Sebbene la decisione sia stata presa dal Cdc durante il mandato del repubblicano Donald Trump, l’attuale presidente democratico Joe Biden è stato duramente criticato per non aver preso provvedimenti atti ad affievolire o eliminare completamente il blocco agli ingressi. L’unica modifica rilevante adottata dalla nuova amministrazione è stata l’esenzione dei minori non accompagnati dalle regole del Titolo 42, i quali quindi possono ora attraversare il confine ed essere ammessi negli Usa.

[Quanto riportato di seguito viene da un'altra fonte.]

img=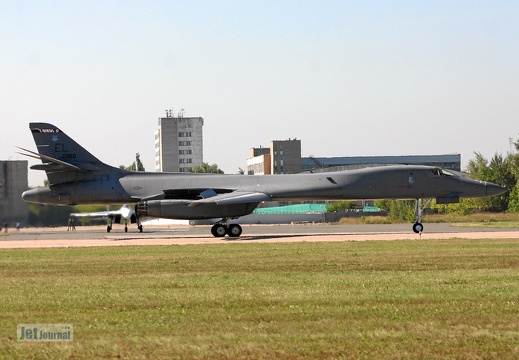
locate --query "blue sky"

Migranti in fuga dal clima
Il 2021 si prepara a diventare uno degli anni peggiori per i migranti, al pari dei periodi bui dello scorso decennio: da gennaio sono stati ritrovati i resti di 127 persone, mentre lo scorso anno nello stesso periodo il numero era fermo a 96.
“La mia previsione è che le cose continueranno a peggiorare”, continua Jones. “I cambiamenti climatici non scompariranno e il deserto non diventerà più fresco”. Il legame tra clima e migranti infatti diviene più stretto ogni giorno che passa. Basti pensare che i paesi del Centro America, storicamente alle prese con continui episodi di corruzione e violenza, stanno ora attraversando lunghi periodi di siccità a cui si aggiungono uragani e il rischio di inondazioni. Fattori che accrescono la situazione di difficoltà dei più poveri, spingendoli alla disperata ricerca di un rifugio sicuro.
Come sottolineato dall’esperto, è importante non dimenticare che il problema ha portata globale: “Il riscaldamento globale avrà un effetto drammatico sulle migrazioni, non soltanto negli Stati Uniti ma anche in Europa”.
La lotta ai cambiamenti climatici è la sfida del nostro secolo e non risparmia i milioni di esseri umani che lottano per assicurarsi un posto migliore sull’unica Terra che abbiamo.